[glossary_exclude]These approaches can help hospitals to effectively implement IG
Assemble a multidisciplinary team. Make sure all disciplines — information technology, health information management, compliance, C-suite, legal, revenue cycle, risk management, quality, finance, security — are represented. Define everyone’s role in managing information throughout its life cycle. Identify a senior champion who can help with buy-in and provide a financial perspective. Create a charter aligned with organizational goals and priorities. Is population health an issue you’re trying to resolve? Patient engagement? Focus on what you want to accomplish and decide which issues to tackle, one at a time.
Assess the current information landscape. Take an inventory of existing policies, procedures and systems for capturing, processing, delivering and storing data. Get a handle on all data from different departments — accounting transactions, coding data, billing information, and operational and clinical data. Consider all entry and access points. Identify gaps, issues, new priorities. For instance, how are you incorporating patient-generated health information, information from other hospitals and other external information into your system?
Make the case for IG. Educate the entire organization on the role and mission of the team. Conduct in-service training using infographics, key performance indicators and real-life case studies of organizations that have initiated IG programs. Engage health information management along with clinical, financial and operational staff to show the importance of IG. In her book on information governance, Kloss profiles health care providers at various stages of IG implementation. This is an excellent guide for getting started and gaining support for IG.
Map your data. Ensuring data integrity through data mapping is essential. Work with IT, health information management and other departments to determine which data elements are being mapped. When various data elements are flowing from one system to another, you need to ensure that the information transferred has the same meaning and intent. Are data definitions consistent? How will you consolidate data from different systems and make sure they are accurate, complete and accessible? Look at your source data — where it flows, how it’s handed off, how it’s used. Consistency of data entry on the front end is critical to quality and integrity.
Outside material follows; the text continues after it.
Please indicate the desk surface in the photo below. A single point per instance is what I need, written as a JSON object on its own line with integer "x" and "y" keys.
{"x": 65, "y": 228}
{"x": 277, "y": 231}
Apply guiding principles for creating an IG program. The 11 Sedona Principles for IG are an example of guiding principles. Collaborate with team members, particularly with health information management professionals who have the expertise to advance enterprise wide IG. As the stewards of health care information for decades, they understand the guiding principles and they’re preparing to assume leadership roles. Invest in health information management training and development.
Invest in advanced technology. Acquire tools to ensure that information is accessible and useful — easily converted into actionable data for strategic initiatives. Invest in data analytics to capitalize on information, improve care and reduce costs. Clear and consistent accounting up front requires data analysis — it’s part of IG. Health care executives need the ability to do business analysis in all care settings and all systems. However, technology alone is not enough — information governance practices are needed to realize the full value of technology. That means having the right people and processes in place along with the right tools to manage information on the front end and ensure reliable information on the back end.